In Which I Review Unveiled

I really should have read Kresley Cole's newest, Dreams of a Dark Warrior, but between The Blades of the Rose and our girl Buffy, I have to admit a burnout in the paranormal department. So when it came time to pick out the next book from my TBR shelves, I went with a straight historical.  Specifically, the SB Sarah approved Unveiled, by Courtney Milan.

If you click on the SB Sarah link, you can see that's quite a ringing endorsement.  Especially this gem:

OH MY GOD. THIS BOOK IS SO GOOD I WANTED TO PUT IT IN MY MOUTH AND EAT IT.

While I will not hold a recipe contest to see the number of different ways I personally can eat this book, I have to say that this was one of the more interesting and unique historical romances that I have read in a long time.

Lady Anna Margaret has been tasked by her brothers to spy on the distant cousin who has recently, and publicly, had them all declared bastards so that he can lay claim to their father's Ducal title.

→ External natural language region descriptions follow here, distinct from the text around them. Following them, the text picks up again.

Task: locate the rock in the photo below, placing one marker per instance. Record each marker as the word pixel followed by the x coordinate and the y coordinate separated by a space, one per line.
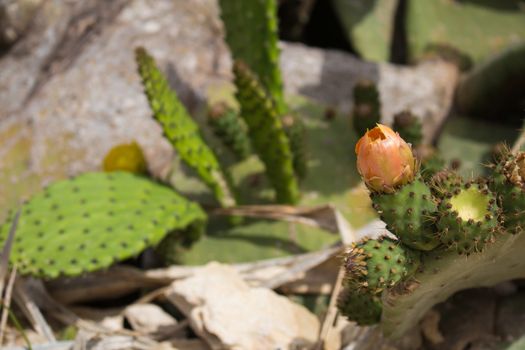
pixel 70 91
pixel 228 314
pixel 368 25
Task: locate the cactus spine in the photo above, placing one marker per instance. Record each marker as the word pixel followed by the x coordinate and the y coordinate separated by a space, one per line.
pixel 266 133
pixel 91 221
pixel 181 130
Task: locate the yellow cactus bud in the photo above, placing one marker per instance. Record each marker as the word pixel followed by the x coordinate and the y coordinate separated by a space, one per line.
pixel 384 160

So she poses as her dying father's nurse within her own household when Ash Turner shows up to survey what will someday be his.

Ash, meanwhile, believes Anna Margaret (who he has never met) to be a silly, thoughtless extension of her father and brothers' cruel machinations.

As soon as he arrives, of course, Ash decides he must pursue this nurse, who he reads to be mysterious and full of secrets, but also in need of serious validation as a person.  Margaret finds herself reluctantly revealing pieces of herself to Ash (including a consummated, failed engagement), and finds that the man is all but handing her information that her brothers can use against him, should she choose to pass it on.  Including the fact that he is illiterate.

There is an awful lot of he said/he said in this book.  Margaret's father is awful, and I don't doubt that he turned Ash away when he came to the Duke years before, seeking help and relief for his family (yes, friends, Ash's actions are motivated in large part by revenge).  What is most interesting is the relationship between Ash's brothers and Margaret's brother's-- years ago fights at school, bullying, near expulsion.  While some can very definitely be labelled The Bullies, no one is blameless and, in what I have to assume will be succeeding books, I look forward to learning more about Ash's brothers.  Their upbringing with a crazy religious mother, and their time away from school (and Ash) seems to have shaped them into taciturn men who can be at once very bitter and very loyal-- toward the same person.

Margaret and Ash's relationship is the stuff of Old Skool romance; she's got a secret, he's got a mission, and her secret could destroy his mission.  But while Margaret refuses to pick between her brothers and the man she has come to love, she never once comes even close to disclosing the case-destroying information she has against Ash, and he never once doubts that he can trust her.  Their conflict is not between themselves.  It's with all of the external forces around them.

I would highly recommend this book, putting it in the hard-to-put-down category.  I thought it go a little long-winded toward the end (a little bit of running-in-circles), but ultimately the story resolved in a manner that was both believable and acceptable for all of the characters.

Yes.  I'll definitely be reading more books by this author in the future.